The preferred option is to invoke something called “Article 50” of the Lisbon Treaty. This sets out a two year timetable for exit, during which time the UK would negotiate bi-lateral treaties with the remaining members of the EU.
This is similar to the relationship that countries like Norway & Switzerland have with the EU. Pro-Union advocates point out that those nations still have to pay into the EU but don’t have a say in drafting legislation. Those in favour of Brexit counter that the sheer size of the UK’s economy means that the UK would easily get a far better Free Trading agreement, and cite examples from smaller countries like Iceland (pop 300,000) and Switzerland (8.2m) which have been able to make Free Trade agreements with larger nations like China, Japan or Canada.
Pro-EU campaigners talk about barriers to trade outside of the EU – is that likely to be a reality?
“We need to be part of a larger trading block, we won’t survive on our own.”
I’m sure we’ll hear this many times in the run-up to the referendum. This claim is hard to either verify or debunk, as global commerce has developed greatly in the last 30 years.
So would an independent Britain would be insignificant on the ‘world stage?’ Let’s look at a few facts:
The UK is the fifth largest economy in the world. It’s the fourth largest military power, a leading member of the G7 and one of five permanent members of the UN Security Council – as well as a founder member of NATO. The UK also runs a trading deficit with the EU, so it is in everyone’s best interests to come to a satisfactory agreement on trade.

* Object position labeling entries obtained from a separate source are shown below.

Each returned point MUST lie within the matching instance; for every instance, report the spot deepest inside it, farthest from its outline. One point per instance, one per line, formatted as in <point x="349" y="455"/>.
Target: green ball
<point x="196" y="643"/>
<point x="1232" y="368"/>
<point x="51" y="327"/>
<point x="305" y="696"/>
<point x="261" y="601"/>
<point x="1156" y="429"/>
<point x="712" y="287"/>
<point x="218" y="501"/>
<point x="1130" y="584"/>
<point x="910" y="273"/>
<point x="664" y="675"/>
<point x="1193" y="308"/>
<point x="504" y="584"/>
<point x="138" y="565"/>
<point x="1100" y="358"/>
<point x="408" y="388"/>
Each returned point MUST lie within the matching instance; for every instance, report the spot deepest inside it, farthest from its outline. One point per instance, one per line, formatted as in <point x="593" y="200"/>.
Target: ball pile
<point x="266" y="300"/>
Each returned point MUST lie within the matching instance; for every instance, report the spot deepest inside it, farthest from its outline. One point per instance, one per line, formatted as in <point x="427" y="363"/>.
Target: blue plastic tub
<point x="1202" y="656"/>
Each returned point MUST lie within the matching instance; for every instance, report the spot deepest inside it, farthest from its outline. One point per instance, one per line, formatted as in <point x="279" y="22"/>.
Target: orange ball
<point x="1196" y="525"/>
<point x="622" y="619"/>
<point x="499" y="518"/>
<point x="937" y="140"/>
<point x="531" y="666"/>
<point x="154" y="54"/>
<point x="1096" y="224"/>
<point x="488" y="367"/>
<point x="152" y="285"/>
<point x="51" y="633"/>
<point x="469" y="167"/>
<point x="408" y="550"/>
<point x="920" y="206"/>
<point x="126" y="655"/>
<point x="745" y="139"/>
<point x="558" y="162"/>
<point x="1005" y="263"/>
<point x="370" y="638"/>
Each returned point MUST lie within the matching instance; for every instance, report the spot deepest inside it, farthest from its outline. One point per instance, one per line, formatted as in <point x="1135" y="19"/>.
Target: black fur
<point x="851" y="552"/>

But what if the UK couldn’t negotiate well (our politicians do have poor form when it comes to getting what we want!) Would WDA licence holders have to pay Tariffs to export pharmaceuticals?
Even in a worst case scenario of a failure to negotiate a free trade deal in the result of Brexit, both the UK and EU would be bound by the World Trade Organisation’s ‘most favoured nation’ (MFN) tariffs paid by other developed countries. This would prevent the imposition of punitive tariffs by the EU following the UK’s exit.
It’s likely that nothing will change – certainly not immediately. Any post-Brexit trading issues would have to be sorted before the end of Article 50’s two year negotiation timetable.
If the referendum is on 23rd June this year, i’m afraid we’ll still all have to go to work on the 24th!